In some cases, a laminectomy may be performed, which involves removing part or all of the lamina, the bone covering the spinal cord, to relieve pressure on nerve roots. The bone surfaces, such as the transverse processes, are then prepared by decortication to promote bone growth. Bone graft material, which can be autograft (from the patient’s own body), allograft (from a donor), or synthetic, is then placed in the posterolateral gutters between the transverse processes.
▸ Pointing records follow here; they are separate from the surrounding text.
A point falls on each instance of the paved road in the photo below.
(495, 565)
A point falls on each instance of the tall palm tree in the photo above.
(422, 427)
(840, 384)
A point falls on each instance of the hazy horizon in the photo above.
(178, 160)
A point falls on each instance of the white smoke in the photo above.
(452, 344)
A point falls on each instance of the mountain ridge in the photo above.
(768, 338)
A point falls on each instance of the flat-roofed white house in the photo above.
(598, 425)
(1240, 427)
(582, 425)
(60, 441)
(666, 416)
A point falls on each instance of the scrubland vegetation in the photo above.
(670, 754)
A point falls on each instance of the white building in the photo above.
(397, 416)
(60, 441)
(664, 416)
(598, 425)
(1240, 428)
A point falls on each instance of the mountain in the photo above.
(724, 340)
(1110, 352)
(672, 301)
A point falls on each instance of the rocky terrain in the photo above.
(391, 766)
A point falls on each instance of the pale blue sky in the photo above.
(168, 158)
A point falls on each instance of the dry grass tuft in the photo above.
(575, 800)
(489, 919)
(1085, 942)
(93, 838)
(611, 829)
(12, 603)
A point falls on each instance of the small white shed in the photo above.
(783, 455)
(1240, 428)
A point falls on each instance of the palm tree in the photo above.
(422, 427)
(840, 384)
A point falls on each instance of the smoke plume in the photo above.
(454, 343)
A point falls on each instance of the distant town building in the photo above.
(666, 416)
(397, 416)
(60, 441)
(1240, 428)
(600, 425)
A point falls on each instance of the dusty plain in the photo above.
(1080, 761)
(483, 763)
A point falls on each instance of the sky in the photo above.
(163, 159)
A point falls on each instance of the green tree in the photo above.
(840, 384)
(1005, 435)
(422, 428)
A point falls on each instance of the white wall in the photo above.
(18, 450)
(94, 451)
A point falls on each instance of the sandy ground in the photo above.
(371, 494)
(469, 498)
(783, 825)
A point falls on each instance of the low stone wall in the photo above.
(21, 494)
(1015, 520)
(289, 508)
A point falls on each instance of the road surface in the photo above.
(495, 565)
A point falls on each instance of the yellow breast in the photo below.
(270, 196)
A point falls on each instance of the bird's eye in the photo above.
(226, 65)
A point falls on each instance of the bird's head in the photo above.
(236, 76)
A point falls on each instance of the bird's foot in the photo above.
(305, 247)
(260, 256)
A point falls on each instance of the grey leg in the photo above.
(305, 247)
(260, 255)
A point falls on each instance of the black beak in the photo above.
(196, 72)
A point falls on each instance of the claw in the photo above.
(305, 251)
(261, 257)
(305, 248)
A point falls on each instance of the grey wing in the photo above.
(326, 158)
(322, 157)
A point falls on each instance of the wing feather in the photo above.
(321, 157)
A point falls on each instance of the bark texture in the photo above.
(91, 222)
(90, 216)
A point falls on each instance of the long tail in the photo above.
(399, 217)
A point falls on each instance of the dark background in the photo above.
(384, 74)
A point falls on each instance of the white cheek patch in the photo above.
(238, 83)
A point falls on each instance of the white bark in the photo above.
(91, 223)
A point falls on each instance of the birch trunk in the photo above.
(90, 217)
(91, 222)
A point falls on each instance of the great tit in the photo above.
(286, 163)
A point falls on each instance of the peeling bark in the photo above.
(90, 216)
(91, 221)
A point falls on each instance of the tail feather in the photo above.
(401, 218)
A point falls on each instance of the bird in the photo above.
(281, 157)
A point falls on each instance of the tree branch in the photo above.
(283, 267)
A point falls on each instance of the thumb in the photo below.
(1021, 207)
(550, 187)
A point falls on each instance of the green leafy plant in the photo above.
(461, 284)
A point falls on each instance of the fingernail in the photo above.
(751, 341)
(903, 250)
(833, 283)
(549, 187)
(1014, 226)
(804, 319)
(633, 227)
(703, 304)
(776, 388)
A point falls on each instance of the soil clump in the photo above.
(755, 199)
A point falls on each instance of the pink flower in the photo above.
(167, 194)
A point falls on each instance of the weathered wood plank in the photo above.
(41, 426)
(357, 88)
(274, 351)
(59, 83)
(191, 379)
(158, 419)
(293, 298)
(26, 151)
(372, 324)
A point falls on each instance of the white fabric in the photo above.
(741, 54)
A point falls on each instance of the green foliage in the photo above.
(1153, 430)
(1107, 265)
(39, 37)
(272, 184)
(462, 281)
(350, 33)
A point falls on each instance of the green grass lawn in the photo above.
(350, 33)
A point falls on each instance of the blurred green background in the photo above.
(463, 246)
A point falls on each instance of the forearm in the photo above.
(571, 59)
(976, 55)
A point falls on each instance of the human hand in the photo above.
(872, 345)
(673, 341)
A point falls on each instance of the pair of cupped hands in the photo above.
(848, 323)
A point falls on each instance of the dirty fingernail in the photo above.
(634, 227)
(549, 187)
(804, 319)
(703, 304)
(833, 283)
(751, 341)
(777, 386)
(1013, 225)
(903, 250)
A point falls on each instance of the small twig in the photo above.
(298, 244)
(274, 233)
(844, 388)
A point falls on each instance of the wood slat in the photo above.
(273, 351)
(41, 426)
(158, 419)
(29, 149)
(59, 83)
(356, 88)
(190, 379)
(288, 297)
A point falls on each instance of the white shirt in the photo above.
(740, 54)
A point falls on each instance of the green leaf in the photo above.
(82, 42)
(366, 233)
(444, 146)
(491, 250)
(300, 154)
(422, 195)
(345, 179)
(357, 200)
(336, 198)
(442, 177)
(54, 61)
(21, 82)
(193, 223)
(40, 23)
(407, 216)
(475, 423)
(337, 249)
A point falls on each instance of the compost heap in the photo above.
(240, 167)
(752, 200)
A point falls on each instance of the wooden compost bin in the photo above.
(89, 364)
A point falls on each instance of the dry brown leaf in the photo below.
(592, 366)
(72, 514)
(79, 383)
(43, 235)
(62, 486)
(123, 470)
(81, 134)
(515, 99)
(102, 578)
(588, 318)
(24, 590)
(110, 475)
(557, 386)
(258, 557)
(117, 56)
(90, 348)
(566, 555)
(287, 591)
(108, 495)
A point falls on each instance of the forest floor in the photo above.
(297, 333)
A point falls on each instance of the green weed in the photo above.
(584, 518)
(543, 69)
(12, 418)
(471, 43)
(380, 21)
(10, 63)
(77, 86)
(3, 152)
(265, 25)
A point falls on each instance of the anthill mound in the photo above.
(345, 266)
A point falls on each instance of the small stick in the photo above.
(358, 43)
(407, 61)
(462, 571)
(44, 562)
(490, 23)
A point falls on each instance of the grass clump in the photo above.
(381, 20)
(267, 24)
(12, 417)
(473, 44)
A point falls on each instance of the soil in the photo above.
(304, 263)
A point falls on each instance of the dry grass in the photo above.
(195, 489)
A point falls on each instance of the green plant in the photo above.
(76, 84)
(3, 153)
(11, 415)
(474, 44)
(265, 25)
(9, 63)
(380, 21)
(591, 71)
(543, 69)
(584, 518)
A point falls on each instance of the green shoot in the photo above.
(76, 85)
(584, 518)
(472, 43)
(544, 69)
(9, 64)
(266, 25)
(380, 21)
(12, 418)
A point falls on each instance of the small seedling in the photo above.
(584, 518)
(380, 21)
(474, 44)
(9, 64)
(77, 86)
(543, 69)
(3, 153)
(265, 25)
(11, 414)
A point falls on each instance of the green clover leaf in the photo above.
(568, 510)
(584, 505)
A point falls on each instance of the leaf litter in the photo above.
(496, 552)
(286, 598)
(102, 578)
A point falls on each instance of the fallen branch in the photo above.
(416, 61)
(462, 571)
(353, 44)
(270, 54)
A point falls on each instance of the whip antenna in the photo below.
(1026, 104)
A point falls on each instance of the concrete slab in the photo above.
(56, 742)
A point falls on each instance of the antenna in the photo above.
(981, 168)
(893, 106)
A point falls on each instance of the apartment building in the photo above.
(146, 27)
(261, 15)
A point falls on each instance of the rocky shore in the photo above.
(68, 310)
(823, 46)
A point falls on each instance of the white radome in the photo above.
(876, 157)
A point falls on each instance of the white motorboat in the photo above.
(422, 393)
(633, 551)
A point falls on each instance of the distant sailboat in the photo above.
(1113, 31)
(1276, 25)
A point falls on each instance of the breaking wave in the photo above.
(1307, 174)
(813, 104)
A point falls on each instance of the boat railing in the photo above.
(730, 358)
Instrumentation, such as titanium screws and rods, is often used to provide immediate stability to the spine while the bone graft heals. For multi-level fusions, the number of screws and rods increases accordingly. The surgeon then repositions the muscles over the bone graft, and the incision is closed with stitches or staples.
Post-Surgery Recovery
Immediately following posterolateral fusion surgery, patients remain in the hospital for a few days for monitoring and initial recovery. Pain management is an important aspect of this period, often involving prescribed medications. Early mobilization, such as gentle walking with assistance, is encouraged as soon as the patient is ready to enhance circulation and reduce the risk of blood clots.
During the first few weeks, activity is restricted to allow the spine to heal and the bone graft to fuse. Patients are advised to avoid bending, heavy lifting, or twisting at the spine. Wound care is also important during this time. Physical therapy begins between 6 and 12 weeks post-surgery, focusing on safe walking and gentle stretching, gradually progressing to rebuilding strength. Full recovery, with a return to all usual activities, can take several months, up to a year, as bone growth is a slow process.
Potential Risks and Long-Term Outlook
As with any surgical procedure, posterolateral fusion carries potential risks. These can include infection at the surgical site, bleeding, and nerve damage. A specific complication is non-union, where the bones fail to fuse, which may necessitate an additional surgery. Issues with the implanted hardware, such as screws or rods loosening, can also occur.
The long-term outlook for patients undergoing posterolateral fusion involves improvements in pain and function, though individual outcomes vary. A long-term consideration is adjacent segment disease (ASD), where degeneration occurs in the spinal segments directly next to the fused vertebrae. This can manifest as disc herniation or spinal stenosis in these neighboring areas due to altered biomechanics, as the unfused segments compensate for the loss of motion in the fused area. Studies suggest that adjacent segment disease can lead to symptomatic degeneration requiring further surgery, though research on its exact incidence and causes varies.